É na Seopi que também fica o Córtex, uma tecnologia de inteligência artificial que usa a leitura de placas de veículos por milhares de câmeras viárias espalhadas por rodovias, pontes, túneis, ruas e avenidas país afora, para rastrear alvos móveis em tempo real. Hoje conta com pelo 6 mil câmeras espalhadas pelo país, de acordo com declarações do ex-ministro Moro, em cuja gestão foi implantada a tecnologia. O Córtex tem acesso em poucos segundos a diversos bancos de dados com informações sigilosas e sensíveis de cidadãos e empresas, como a Relação Anual de Informações Sociais (Rais), do Ministério da Economia. Assim, agentes de inteligência conseguem acesso a dados cadastrais e trabalhistas como RG, CPF, endereço, dependentes, salário e cargo. 

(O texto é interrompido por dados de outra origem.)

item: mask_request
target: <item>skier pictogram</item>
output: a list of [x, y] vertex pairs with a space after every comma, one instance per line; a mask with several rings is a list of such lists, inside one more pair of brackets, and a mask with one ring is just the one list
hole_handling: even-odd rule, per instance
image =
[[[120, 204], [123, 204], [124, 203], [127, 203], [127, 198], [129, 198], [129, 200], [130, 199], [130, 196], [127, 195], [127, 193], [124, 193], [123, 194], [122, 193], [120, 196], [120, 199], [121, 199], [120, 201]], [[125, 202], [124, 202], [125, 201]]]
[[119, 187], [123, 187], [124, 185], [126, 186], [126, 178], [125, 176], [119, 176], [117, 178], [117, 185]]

O Córtex é uma evolução de sistemas de vigilância implantados em governos anteriores. Com o Alerta Brasil, da Polícia Rodoviária Federal (PRF), a PFconseguiu prender Luiz Carlos da Rocha em 2017, apontado como o maior traficante de cocaína do Brasil e um dos dez maiores do mundo. Conhecido como Cabeça Branca e foragido por trinta anos, era um fantasma do qual a polícia não tinha nenhuma pista sólida até que usou as câmeras inteligentes para rastrear carros de familiares do criminoso, como seu irmão e seus filhos. A partir da análise feita com a ajuda de um algoritmo, a polícia deparou com padrões que identificaram outros veículos sempre presentes no mesmo local, dia e hora que os rastreados. Ao seguir e cruzar essas informações no programa, encontrou Cabeça Branca. A história é contada pelo repórter Allan de Abreu no recém-lançado livro-reportagem Cabeça Branca: a caçada ao maior narcotraficante do Brasil (Record). 

“O uso desse tipo de rastreamento e tecnologias de vigilância é vital para investigações atualmente”, afirma o delegado Elvis Secco, coordenador da operação que resultou na prisão de Cabeça Branca. “É uma ferramenta cujo uso pode significar o sucesso de uma operação complexa”, diz o ainda diretor da Coordenação-Geral de Polícia de Repressão a Drogas e Facções Criminosas da Polícia Federal. “Muitas vezes é o link que faltava para corroborar todo um conjunto probatório.” Mas o sistema também pode ser usado para monitorar e vigiar cidadãos, organizações da sociedade civil, movimentos sociais, lideranças políticas e manifestantes em uma escala sem precedentes. Conforme apuração que fiz para reportagem publicada no site The Intercept Brasil em setembro de 2020, cerca de 10 mil pessoas da Abin, do Ministério da Justiça, da PRF, da PF, das Polícias Militares estaduais, da Polícia Civil e até das guardas municipais possuem livre acesso ao sistema. 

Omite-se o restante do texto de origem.